The story of Lidice
On the 10 June 1942, Nazis entered the mining village of Lidice, shot 173 men, removed all the women and children and razed the village to the ground. The atrocity took place in retaliation for the assassination of Reinhard Heydrich, 'The Butcher of Prague', by British-trained Czech resistance fighters.
In Stoke-on-Trent, the response to the brutality of Lidice was led by local GP and Councillor Barnett Stross with the North Staffordshire Miners' Federation. On 6 September 1942, the "Lidice Shall Live" campaign was launched at a mass meeting in the Victoria Hall, Hanley. The campaign was named in defiance of Adolf Hitler's claim that "Lidice Shall Die".
The campaign to rebuild Lidice raised £32,000, which is the equivalent of more than £1.5 million today. Most of this came from miners who donated part of their wages. Lidice was rebuilt after the war, with a memorial and museum commemorating the tragedy.

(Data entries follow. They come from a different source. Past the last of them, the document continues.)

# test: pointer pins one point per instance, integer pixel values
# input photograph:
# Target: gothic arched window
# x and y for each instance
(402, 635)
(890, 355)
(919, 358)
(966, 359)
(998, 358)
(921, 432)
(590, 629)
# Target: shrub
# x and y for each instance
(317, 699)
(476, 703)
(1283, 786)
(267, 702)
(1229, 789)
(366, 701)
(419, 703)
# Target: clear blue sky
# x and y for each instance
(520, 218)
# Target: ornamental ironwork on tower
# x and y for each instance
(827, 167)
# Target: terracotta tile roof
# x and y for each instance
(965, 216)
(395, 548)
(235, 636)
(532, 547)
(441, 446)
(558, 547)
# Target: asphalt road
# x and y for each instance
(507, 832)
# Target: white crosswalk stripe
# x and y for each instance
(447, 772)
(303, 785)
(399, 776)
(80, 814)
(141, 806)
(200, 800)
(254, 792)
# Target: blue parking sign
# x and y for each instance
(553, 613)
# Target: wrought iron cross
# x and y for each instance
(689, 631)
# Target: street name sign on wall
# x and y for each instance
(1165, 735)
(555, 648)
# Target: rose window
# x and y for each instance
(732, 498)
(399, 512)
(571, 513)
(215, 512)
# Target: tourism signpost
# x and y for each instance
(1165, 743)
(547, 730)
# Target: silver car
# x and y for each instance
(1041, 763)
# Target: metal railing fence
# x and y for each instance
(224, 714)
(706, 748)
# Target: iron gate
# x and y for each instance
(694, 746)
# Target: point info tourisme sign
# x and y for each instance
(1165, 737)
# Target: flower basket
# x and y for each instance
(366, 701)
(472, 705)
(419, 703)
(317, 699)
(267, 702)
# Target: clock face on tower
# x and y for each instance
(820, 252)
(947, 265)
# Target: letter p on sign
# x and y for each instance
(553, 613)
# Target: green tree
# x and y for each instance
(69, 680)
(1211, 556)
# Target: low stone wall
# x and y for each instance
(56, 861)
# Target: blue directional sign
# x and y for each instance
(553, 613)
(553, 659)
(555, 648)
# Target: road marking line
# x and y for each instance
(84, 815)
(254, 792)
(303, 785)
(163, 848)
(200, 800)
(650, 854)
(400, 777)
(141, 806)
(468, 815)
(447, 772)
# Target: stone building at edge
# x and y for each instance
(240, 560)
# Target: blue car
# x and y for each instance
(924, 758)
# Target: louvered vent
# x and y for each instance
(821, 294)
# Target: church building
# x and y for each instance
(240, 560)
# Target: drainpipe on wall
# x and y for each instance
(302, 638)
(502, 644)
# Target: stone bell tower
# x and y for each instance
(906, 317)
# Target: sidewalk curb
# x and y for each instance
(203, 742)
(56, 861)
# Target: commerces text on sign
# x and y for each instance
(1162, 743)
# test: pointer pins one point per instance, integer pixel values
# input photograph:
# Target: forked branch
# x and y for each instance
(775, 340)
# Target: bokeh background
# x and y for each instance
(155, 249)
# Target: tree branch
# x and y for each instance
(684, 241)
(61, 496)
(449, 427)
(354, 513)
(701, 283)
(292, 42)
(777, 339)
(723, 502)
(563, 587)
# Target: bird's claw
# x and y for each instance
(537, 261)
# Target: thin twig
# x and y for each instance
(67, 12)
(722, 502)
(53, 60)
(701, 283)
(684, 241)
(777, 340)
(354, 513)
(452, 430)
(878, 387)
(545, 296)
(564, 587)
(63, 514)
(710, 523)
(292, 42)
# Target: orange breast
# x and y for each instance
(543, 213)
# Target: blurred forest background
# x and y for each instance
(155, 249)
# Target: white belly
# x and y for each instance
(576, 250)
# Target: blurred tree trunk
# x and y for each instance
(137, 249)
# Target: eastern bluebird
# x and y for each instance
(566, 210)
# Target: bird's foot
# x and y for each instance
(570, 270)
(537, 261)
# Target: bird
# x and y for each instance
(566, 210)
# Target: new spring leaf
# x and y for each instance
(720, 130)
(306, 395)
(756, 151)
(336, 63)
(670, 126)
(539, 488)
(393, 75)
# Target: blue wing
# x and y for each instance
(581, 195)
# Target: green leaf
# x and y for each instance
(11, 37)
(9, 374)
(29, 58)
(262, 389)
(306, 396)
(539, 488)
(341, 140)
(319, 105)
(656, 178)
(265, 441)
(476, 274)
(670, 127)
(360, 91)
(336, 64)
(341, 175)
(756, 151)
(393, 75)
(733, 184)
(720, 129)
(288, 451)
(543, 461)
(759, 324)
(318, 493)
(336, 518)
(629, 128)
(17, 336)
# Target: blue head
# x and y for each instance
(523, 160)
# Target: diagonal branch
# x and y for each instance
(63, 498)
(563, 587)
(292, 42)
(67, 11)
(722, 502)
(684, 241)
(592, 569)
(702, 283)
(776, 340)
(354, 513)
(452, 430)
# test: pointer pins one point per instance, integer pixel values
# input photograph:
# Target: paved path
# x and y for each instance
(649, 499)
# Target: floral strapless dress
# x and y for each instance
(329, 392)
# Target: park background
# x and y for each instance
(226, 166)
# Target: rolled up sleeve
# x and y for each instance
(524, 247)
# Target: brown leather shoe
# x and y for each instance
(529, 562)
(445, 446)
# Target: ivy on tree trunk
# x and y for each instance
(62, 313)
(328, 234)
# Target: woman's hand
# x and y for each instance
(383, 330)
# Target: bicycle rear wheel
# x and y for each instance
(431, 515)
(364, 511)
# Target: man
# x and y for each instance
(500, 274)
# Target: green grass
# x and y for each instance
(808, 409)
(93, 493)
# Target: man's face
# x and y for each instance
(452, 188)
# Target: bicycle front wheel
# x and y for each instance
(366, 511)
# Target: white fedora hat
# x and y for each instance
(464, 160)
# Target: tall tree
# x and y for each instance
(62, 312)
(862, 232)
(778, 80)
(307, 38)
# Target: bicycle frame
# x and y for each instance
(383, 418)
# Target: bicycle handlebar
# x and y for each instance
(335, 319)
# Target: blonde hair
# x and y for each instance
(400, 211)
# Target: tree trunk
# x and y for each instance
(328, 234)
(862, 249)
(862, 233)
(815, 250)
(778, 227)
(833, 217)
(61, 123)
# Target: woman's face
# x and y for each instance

Stoke-on-Trent City Council is proud of the city for the role it played in rebuilding the mining village of Lidice. At the inaugural meeting of the Lidice Shall Live campaign, Dr Benes, the Czech President in exile said: "This meeting has made it clear that Lidice has not died: it lives on in the hearts of the people of Stoke-on-Trent at least. From now on, Stoke-on-Trent will live forever in the heart of every Czech citizen."